Menaces de mort, criminalisation, exil, assassinats politiques, etc. En Amérique centrale et du sud, où les libertés publiques se rétrécissent, les défenseurs des droits, en lutte contre la corruption, la déforestation ou les déplacements forcés de populations autochtones, font l’objet de représailles. Fondatrice du Festival Solidarios, une manifestation artistique itinérante au Guatemala, et membre du Collectif Guatemala, soutenu par le Secours Catholique, Lucia Ixchiu alerte sur la situation inquiétante des militants et le coût élevé de l’engagement dans cette région du monde.
Photo : Élodie Perriot
Vous vivez en exil à Bilbao, en Espagne, depuis près de deux ans. Qu’est-ce qui vous a poussé à quitter votre pays ?
Lucia Ixchiu : Depuis le début de mon engagement en faveur des droits autochtones, au début des années 2010, ma famille, les personnes qui me sont liées de près ou de loin et moi-même faisons face à différentes actions d’intimidation : menaces de mort directes, à domicile, menaces de renvoi voire de licenciement, ligne téléphonique coupée, agression physique et verbale etc.
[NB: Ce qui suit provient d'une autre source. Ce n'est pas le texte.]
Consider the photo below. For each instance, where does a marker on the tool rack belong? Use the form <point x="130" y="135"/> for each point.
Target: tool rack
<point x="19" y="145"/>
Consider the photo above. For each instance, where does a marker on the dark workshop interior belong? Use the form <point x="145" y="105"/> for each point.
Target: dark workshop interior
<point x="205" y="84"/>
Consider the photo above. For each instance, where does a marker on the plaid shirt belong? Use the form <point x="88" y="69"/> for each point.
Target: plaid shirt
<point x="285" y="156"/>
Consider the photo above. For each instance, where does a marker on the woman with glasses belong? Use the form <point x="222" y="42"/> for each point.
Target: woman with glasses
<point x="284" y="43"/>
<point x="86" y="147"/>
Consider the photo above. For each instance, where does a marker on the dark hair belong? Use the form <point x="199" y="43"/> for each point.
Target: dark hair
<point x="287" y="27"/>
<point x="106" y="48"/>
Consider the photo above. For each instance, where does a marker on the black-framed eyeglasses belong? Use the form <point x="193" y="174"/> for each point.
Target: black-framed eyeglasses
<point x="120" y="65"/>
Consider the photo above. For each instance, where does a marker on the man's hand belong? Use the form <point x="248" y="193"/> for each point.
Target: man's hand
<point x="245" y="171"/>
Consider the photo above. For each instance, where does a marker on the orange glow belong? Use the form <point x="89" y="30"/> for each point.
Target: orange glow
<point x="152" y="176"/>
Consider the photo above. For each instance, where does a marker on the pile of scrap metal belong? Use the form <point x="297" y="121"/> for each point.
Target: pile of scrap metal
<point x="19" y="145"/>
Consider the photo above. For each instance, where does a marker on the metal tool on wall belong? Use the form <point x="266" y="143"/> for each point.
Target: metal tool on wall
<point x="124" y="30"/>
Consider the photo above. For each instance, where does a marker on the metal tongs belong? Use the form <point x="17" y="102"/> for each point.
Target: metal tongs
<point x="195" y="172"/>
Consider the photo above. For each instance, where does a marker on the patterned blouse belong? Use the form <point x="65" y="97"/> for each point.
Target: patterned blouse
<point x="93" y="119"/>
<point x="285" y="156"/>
En 2014, alors que nous nous mobilisions contre la fermeture d’une radio communautaire, ma sœur et moi avons été agressées physiquement par un maire, proche de narcotrafiquants. En 2016, un groupe paramilitaire s’en est pris à nous, alors que nous rentrions d’un festival artistique auquel on avait pris part, et nous a séquestrées quelques jours. En 2020, nous avons échappé à une tentative de meurtre alors que nous participions à une manifestation contre le défrichement de notre forêt. Ma sœur s’en est sortie avec des côtes cassées.
Notre histoire n’est pas isolée. Ces risques, les défenseurs des droits les subissent quotidiennement à travers l’Amérique centrale et du Sud, indépendamment de leur origine : indigènes, métis, issus de zone rurale ou urbaine. C’est le même schéma qui s’est reproduit dans les différents pays de la région : l’établissement d’un narco-État lié à des groupes paramilitaires qui agissent en toute impunité, persécutant et criminalisant les responsables de luttes.
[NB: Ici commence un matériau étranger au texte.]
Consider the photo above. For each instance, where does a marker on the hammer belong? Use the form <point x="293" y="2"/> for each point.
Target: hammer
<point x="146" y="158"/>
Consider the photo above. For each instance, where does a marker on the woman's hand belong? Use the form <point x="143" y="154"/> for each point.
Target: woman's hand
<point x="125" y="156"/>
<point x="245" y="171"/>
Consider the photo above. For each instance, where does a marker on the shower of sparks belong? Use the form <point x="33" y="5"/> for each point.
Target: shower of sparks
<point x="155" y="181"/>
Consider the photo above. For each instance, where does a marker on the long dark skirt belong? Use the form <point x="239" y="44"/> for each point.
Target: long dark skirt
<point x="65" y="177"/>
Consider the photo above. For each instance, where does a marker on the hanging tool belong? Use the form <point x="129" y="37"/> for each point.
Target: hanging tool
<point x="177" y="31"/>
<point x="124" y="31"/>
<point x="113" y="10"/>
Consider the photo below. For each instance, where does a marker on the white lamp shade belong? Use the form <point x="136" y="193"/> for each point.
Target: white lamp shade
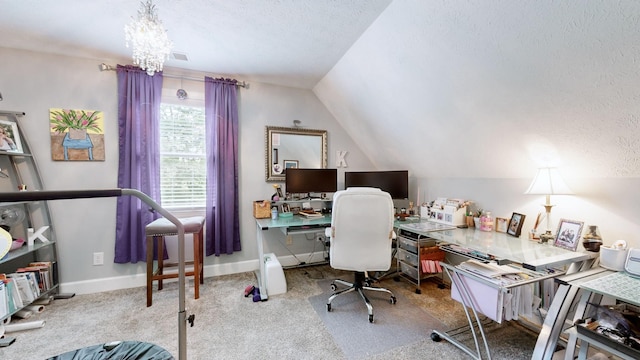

Le problème est donc avant tout politique, selon vous ?
Tout à fait ! Je me suis engagée en 2012, à la suite d’une mobilisation des habitants de mon village, Totonicapan, contre l’augmentation du prix de l’électricité. La mobilisation a été réprimée dans le sang, une trentaine de personnes ont été tuées. Ce massacre a été perpétré par l’armée. La responsabilité de l’État guatémaltèque est donc entière. Ce massacre s’inscrit dans un continuum de violence imposée aux populations locales depuis l’instauration d’un système colonial, qui n’a, en réalité, jamais disparu. Il est important de comprendre le rôle des Etats-Unis dans la mise en place et le maintien de républiques bananières en Amérique centrale et du Sud qui empêchent jusqu’à ce jour le respect du droit à l’autodétermination des peuples autochtones. La campagne de diffamation, même en exil, continue.
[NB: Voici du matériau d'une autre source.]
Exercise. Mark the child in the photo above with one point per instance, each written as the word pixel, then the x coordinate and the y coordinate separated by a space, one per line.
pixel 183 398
Êtes-vous encore victimes d’intimidation ou de harcèlement, même en exil ?
Bien sûr ! La campagne de diffamation contre ma famille et moi-même, orchestrée par les services de l’État guatémaltèque, continue. Au départ, des flyers ont été distribués dans mon village pour me décrédibiliser. Puis, la campagne s’est déployée sur les réseaux sociaux. Des groupes d’extrême droite ont fait appel à de nombreux influenceurs pour attaquer ceux qui ne pensent pas comme eux. C’est une pratique courante. Leur stratégie est claire : s’ils ne peuvent pas nous anéantir physiquement, ils cherchent à nous réduire au silence. Même si on s’est exilé, les adversaires des défenseurs des droits continuent de vouloir nous bâillonner. C’est inquiétant de remarquer que leur travail de sape est en train de fonctionner. Certaines organisations commencent à croire ces discours mensongers et à se retourner contre des militants. Dans mon cas, j’ai perdu le soutien d’une partie des habitants de mon village qui s’est laissée convaincre par cette campagne de diffamation.
Malgré cela, vous poursuivez la lutte.
Complètement ! Nous continuons de nous organiser et de nous mobiliser en faveur des droits des peuples indigènes. Notre priorité n’a pas changé, nous demandons toujours de récupérer les terres qui ont été volées aux communautés autochtones. Il faut savoir qu’au Guatemala 80% des terres sont détenues par seulement onze familles. C’est une lutte qui s’avère difficile, dans des conditions précaires. Néanmoins, je me sens plus utile, plus libre de porter la voix des personnes mobilisées. Le festival que nous avons créé en 2013, Festival Solidarios, organise encore des événements publics à travers le pays. Nos équipes, sur place, restent mobilisées. Le festival est avant tout un espace pour créer une mémoire collective et élaborer un contre-récit sous de multiples formes artistiques.